9.Two Cases of Bioprosthetic Valve Stenosis of the Aortic Valve Position Found on Weaning of a Nipro Left Ventricular Assist Device
Takashi SHUTO ; Hirofumi ANAI ; Tomoyuki WADA ; Hideyuki TANAKA ; Madoka KAWANO ; Takayuki KAWASHIMA ; Tadashi UMENO ; Kenji YOSHIMURA ; Kaoru UCHIDA ; Shinji MIYAMOTO
Japanese Journal of Cardiovascular Surgery 2018;47(2):58-61
The first case was a 67-year-old woman. She had been given a diagnosis of fulminant myocarditis and received a biventricular assist device as a bridge to recovery. A Nipro ventricular assist device (VAD) was implanted into her left heart. She was also found to have moderate aortic insufficiency before the operation, so she received aortic valve replacement (AVR) with a bioprosthetic valve (CEP Magna Ease 21 mm) at the same time.

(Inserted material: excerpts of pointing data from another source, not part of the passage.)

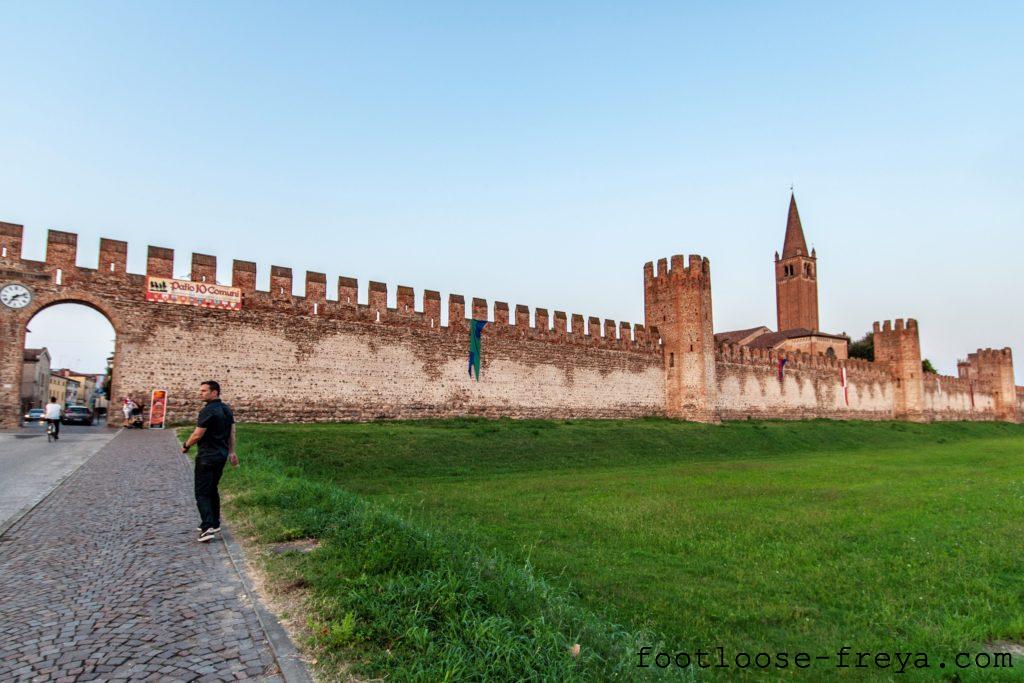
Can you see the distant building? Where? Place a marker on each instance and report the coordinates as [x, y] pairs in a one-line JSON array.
[[81, 387], [35, 378], [57, 389]]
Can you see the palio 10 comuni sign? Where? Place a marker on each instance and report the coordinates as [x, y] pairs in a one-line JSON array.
[[207, 295]]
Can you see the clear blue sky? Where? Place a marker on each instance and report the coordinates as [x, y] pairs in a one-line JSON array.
[[541, 153]]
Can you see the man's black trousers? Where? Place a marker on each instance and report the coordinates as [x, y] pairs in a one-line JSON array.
[[208, 471]]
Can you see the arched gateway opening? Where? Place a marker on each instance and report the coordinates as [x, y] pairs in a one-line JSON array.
[[69, 356]]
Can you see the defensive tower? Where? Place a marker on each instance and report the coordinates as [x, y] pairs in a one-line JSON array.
[[897, 347], [677, 301], [796, 278]]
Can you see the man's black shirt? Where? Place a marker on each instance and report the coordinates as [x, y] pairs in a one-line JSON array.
[[217, 418]]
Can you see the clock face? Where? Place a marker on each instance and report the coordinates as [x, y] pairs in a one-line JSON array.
[[15, 296]]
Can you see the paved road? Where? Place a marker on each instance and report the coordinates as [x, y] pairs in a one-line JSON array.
[[31, 467], [104, 581]]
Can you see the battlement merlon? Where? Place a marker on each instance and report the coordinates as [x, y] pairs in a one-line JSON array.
[[204, 268], [681, 266], [159, 261], [898, 325], [113, 256], [315, 287], [406, 300], [10, 241]]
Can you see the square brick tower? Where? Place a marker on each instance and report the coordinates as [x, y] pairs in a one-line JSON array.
[[897, 347], [992, 372], [796, 278], [678, 303]]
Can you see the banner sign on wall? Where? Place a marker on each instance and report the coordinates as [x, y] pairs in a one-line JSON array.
[[207, 295], [158, 409]]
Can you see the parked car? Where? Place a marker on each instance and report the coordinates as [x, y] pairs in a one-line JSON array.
[[77, 415]]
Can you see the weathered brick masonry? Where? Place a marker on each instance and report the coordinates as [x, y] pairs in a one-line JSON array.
[[286, 357]]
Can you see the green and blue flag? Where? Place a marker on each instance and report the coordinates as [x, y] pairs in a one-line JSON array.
[[475, 328]]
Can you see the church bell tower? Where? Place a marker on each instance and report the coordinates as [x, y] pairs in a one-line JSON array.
[[796, 278]]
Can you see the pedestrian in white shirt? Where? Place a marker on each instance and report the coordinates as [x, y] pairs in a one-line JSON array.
[[52, 416]]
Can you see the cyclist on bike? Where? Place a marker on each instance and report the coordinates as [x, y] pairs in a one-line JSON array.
[[52, 416]]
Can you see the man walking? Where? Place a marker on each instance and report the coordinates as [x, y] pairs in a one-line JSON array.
[[215, 435], [52, 416]]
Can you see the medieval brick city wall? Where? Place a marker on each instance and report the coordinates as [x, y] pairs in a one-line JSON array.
[[749, 386], [286, 357], [953, 398]]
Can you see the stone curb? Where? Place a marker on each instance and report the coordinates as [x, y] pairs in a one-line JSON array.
[[293, 670]]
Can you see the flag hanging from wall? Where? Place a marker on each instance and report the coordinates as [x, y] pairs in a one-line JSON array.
[[475, 328]]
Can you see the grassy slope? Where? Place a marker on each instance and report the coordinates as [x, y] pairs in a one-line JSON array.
[[776, 536]]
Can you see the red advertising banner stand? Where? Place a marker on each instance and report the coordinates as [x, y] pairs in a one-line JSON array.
[[158, 409]]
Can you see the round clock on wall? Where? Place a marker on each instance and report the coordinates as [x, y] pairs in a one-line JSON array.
[[15, 295]]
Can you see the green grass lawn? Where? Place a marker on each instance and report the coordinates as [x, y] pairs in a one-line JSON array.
[[755, 537]]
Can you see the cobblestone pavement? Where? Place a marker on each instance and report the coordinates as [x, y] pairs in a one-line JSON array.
[[31, 467], [104, 581]]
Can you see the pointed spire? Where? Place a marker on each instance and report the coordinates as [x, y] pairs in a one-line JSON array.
[[795, 244]]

Her cardiac function recovered gradually. Therefore, a weaning operation was scheduled for three months after the VAD implantation. However, her left ventricle motion was very poor when she was taken off of the extracorporeal circulation after removing the VAD, and transesophageal echocardiography (TEE) revealed severe bioprosthetic valve stenosis. When her heart was stopped again and the bioprosthetic valve was observed, the leaflets of the bioprosthetic valve were fused. Commissural fusion of bioprosthetic valve was able to be released using forceps, and the punnus extending under the leaflet was removed. In this way, the function of the bioprosthetic valve was restored. Her cardiac motion became good, and removal from extracorporeal circulation was easily achieved. She left the hospital 100 days after weaning from the VAD. The second case was a 68-year-old woman. She also had fulminant myocarditis. She underwent biventricular assist device implantation and AVR (CEP Magna Ease 19 mm). Her cardiac function recovered, and a weaning operation was scheduled on the 73rd-postoperative day. Preoperative TEE before the weaning of VAD showed severe bioprosthetic valve stenosis. The commissural fusion of the bioprosthetic valve was released and the punnus extending under the leaflet removed at the same time as the VAD was removed. Re-valve replacement was not required. We should therefore consider the possibility of bioprosthetic valve stenosis when VAD implantation and AVR with a bioprosthetic valve are performed at the same time in patients with an extremely reduced cardiac function.